La elasticidad del sistema impositivo español al momento económico -que podría calificarse como histérica- no es un fenómeno nuevo. Viene de lejos. Históricamente, la recaudación se ha disparado cuando la economía ha ido como un tiro, como ha sucedido en los últimos años. Entre 2005 y 2007, los ingresos no financieros crecieron siempre por encima del 10%, pero para eso fue necesario que el Producto Interior Bruto (PIB) aumentara nominalmente en tasas superiores al 7% (por encima del 3,5% en términos reales). Por el contrario, entre 2000 y 2004, con crecimientos económicos inferiores, los ingresos no financieros se han movido en una horquilla situado entre el -13,4% del año 2002 (segunda reforma fiscal del PP) y el 7,5% del año 2000.

Más crecimiento, más ingresos

La elasticidad fiscal en España (relación entre el crecimiento de los ingresos tributarios y el PIB nominal) se ha movido, así, entre un máximo de 1,8 en 2007 y un mínimo de 0,1 en 2003, lo que da idea de su enorme volatilidad. Cuando la elasticidad crece por encima del 1, eso significa que se incrementa la presión fiscal, y viceversa.

El dato es extremadamente importante toda vez que determina la solvencia de las cuentas públicas. Y todo indica que en 2008 la elasticidad impositiva se situará en niveles mínimos desde la salida de la anterior recesión. De hecho, si se mantiene la actual tendencia es más que probable que en el año 2008 el Estado (sin tener en cuenta la Seguridad Social) vuelva a los números rojos. Los datos ofrecen pocas dudas. La Administración central del Estado tuvo el año pasado un superávit equivalente a 13.326 millones de euros, lo que significa que si el excedente se reduce a la mitad (tendencia del primer trimestre) el ‘colchón’ -siempre que se mantenga el resto de variables- sería de unos 6.600 millones de euros, cantidad que tendrá que destinarse casi íntegramente a financiar el célebre cheque de 400 euros que se distribuirá a lo largo del año, y que tendrá un coste de unos 6.000 millones de euros.

El regreso del Estado a los números rojos entra de lleno en las previsiones de los principales institutos de coyuntura. El BBVA estima para este año un superávit del 0,3% del PIB, pero hay que descontar el excedente que tendrá la Seguridad Social, mientras que para 2009 prevé un déficit del 0,3%. Funcas, por su parte, estima un superávit de seis décimas este año y un déficit de 1,2% del PIB para el año próximo.

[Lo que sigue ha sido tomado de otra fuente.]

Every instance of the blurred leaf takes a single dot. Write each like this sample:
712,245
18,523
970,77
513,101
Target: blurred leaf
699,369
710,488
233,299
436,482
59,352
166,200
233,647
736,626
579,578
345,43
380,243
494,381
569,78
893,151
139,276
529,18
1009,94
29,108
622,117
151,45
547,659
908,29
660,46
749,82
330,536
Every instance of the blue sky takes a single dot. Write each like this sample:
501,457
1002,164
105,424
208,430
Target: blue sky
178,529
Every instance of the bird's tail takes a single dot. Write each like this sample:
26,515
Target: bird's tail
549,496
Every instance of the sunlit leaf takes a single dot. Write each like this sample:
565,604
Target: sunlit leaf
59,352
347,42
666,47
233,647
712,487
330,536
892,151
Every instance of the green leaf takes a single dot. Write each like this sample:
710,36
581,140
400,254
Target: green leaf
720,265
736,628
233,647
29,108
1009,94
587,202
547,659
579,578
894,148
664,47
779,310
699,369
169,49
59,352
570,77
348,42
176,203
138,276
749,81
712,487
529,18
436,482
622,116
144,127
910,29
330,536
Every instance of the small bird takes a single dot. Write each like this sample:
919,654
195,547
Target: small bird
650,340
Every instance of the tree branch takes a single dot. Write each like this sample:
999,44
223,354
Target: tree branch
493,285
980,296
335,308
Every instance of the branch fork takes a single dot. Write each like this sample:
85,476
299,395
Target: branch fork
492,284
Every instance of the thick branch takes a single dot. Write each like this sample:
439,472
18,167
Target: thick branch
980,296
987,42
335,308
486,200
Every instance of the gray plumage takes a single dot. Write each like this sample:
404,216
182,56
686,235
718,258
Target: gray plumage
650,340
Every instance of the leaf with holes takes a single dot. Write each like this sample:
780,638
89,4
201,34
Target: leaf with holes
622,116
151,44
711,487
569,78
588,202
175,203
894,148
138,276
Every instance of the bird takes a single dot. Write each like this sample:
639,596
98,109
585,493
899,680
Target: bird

Más peliaguda es la situación de las comunidades autónomas y los ayuntamientos. El año pasado, con un crecimiento de la economía del 3,8% (el doble que este año), tuvieron un déficit equivalente a tres décimas del PIB. 1.746 millones en el primer caso y 1.498 millones en el segundo, lo que pone de relieve que ni siquiera en un contexto de fuerte crecimiento de la actividad económica han sido capaces de generar superávit. Lo cual incumple la Ley de Estabilidad, que obliga a las administraciones a tener excedentes cuando el PIB crece por encima del 3%, como sucedió el año pasado.